GDPを雇用者報酬・営業余剰などの所得分配項目から捉えた三面等価の一側面。

解説

GDPを雇用者報酬、営業余剰・混合所得、固定資本減耗、間接税−補助金などの分配項目から捉えたもの。生産活動から生じた所得がどのように分配されたかを示す。三面等価の原則により生産面・支出面と等しくなる。

くわしく解説

分配面から見たGDPとは、国内で生産された付加価値の合計(GDP)を、それが誰にどのように分配されたかという観点から捉えたものである。
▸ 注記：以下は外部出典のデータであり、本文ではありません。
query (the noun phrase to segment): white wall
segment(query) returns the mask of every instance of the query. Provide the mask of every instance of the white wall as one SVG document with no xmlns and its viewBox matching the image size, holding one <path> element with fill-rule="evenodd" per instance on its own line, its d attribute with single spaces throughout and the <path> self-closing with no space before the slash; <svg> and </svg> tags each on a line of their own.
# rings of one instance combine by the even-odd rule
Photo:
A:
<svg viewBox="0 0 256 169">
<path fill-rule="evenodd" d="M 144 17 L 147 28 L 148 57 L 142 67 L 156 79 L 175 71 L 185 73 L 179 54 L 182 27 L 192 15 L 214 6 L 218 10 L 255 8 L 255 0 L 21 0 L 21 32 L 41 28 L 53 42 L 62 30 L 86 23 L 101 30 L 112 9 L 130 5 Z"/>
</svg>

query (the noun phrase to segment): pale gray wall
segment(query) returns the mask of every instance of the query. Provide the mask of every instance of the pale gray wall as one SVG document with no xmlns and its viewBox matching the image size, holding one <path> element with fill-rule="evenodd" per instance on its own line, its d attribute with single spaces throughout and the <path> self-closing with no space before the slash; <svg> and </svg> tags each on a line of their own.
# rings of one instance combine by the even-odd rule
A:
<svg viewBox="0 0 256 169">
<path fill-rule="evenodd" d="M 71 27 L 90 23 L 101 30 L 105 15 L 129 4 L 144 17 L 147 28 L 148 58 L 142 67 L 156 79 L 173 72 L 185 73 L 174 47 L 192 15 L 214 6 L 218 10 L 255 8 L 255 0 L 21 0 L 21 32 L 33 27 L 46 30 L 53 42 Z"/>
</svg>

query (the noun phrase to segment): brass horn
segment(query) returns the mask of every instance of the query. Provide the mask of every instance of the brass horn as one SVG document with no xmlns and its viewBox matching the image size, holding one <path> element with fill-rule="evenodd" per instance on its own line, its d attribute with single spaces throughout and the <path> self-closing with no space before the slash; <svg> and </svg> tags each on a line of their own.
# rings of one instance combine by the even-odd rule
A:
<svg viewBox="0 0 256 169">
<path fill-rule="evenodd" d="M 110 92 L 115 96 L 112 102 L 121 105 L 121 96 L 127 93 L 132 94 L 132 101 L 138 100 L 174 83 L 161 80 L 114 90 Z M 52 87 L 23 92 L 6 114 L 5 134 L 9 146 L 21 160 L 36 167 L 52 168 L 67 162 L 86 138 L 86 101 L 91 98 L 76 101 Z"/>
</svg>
具体的な内訳は、労働の対価である雇用者報酬、企業・個人事業主の利益に対応する営業余剰・混合所得、設備の老朽化に相当する固定資本減耗、そして間接税から補助金を差し引いた純間接税の4項目で構成される。これらを合計したものが国内総生産(GDP)に等しくなる。これは「三面等価の原則」と呼ばれ、GDPは生産面(付加価値合計)、支出面(民間消費+投資+政府支出+純輸出)、分配面(所得合計)の三つの側面からどれで見ても同じ値になるという国民経済計算の根本原則である。試験では分配面の構成項目の名称と、三面等価の原則の理解が求められる。国民可処分所得や国民純生産(NNP)との関係も把握しておくとよい。

具体例で考えよう

ある年の日本のGDPを分配面から見ると、会社員への給料(雇用者報酬)、企業の利益(営業余剰)、建物の減価償却費(固定資本減耗)、消費税収(純間接税)に分けて集計できる。

試験対策ポイント

三面等価の原則(生産面=支出面=分配面)が最重要。分配面の4項目(雇用者報酬・営業余剰・固定資本減耗・純間接税)の名称を正確に覚えること。支出面の構成要素(C+I+G+NX)との比較問題も出題される。